The video below, by the Coalition of Oregon Land Trusts, highlights Alder Creek Farm and our Community Garden.
OUR story
The Community Garden is a hands-on, sustainable food production project that increases our community’s capacity to grow healthy, affordable, organic food. The garden’s berries, vegetables, herbs, fruit trees, and ducks are tended by 50 volunteers who share the harvest among themselves, with other Trust volunteers, and with the families served by the North County Food Bank.
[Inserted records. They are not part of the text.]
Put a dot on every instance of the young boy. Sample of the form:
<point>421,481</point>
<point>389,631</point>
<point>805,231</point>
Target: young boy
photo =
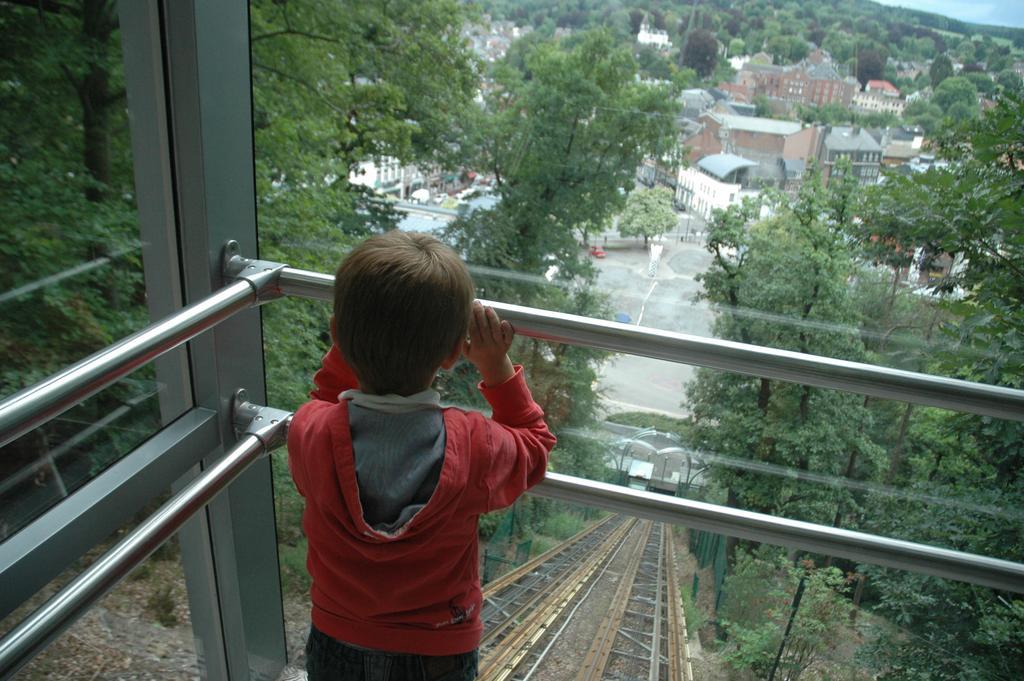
<point>393,483</point>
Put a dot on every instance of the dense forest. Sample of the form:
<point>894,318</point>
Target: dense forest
<point>561,125</point>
Gardeners work together as a whole, with teams focused on special areas or activities in the garden, like brassicas, nightshades, the orchard, composting, duck tending, greenhouse, or irrigation maintenance.
The community garden at Alder Creek Farm demonstrates integrated food production practices for home and small farms. Among these practices are composting, mulching, cover crops, worm composting, soil microorganisms, hoop houses, cloches, ducks as alternative pesticide control, plants to attract birds and pollinators, elk and deer fences, hedgerows, renewable irrigation, and rain water catchment systems. Native plants on site give community members an opportunity to learn more about local ecology and traditional medicinal and culinary plant uses.
Our community garden helps to keep healthy food production close to home while bringing people together in support of organic produce for everyone. Some of our gardeners have gone on to start their own small-scale farms, which makes us especially proud of the work we do. Every April we hold a popular plant sale of healthy garden starts grown especially for our coastal climate. And annually scores of schoolchildren learn how to tend a garden for the first time at Alder Creek Farm.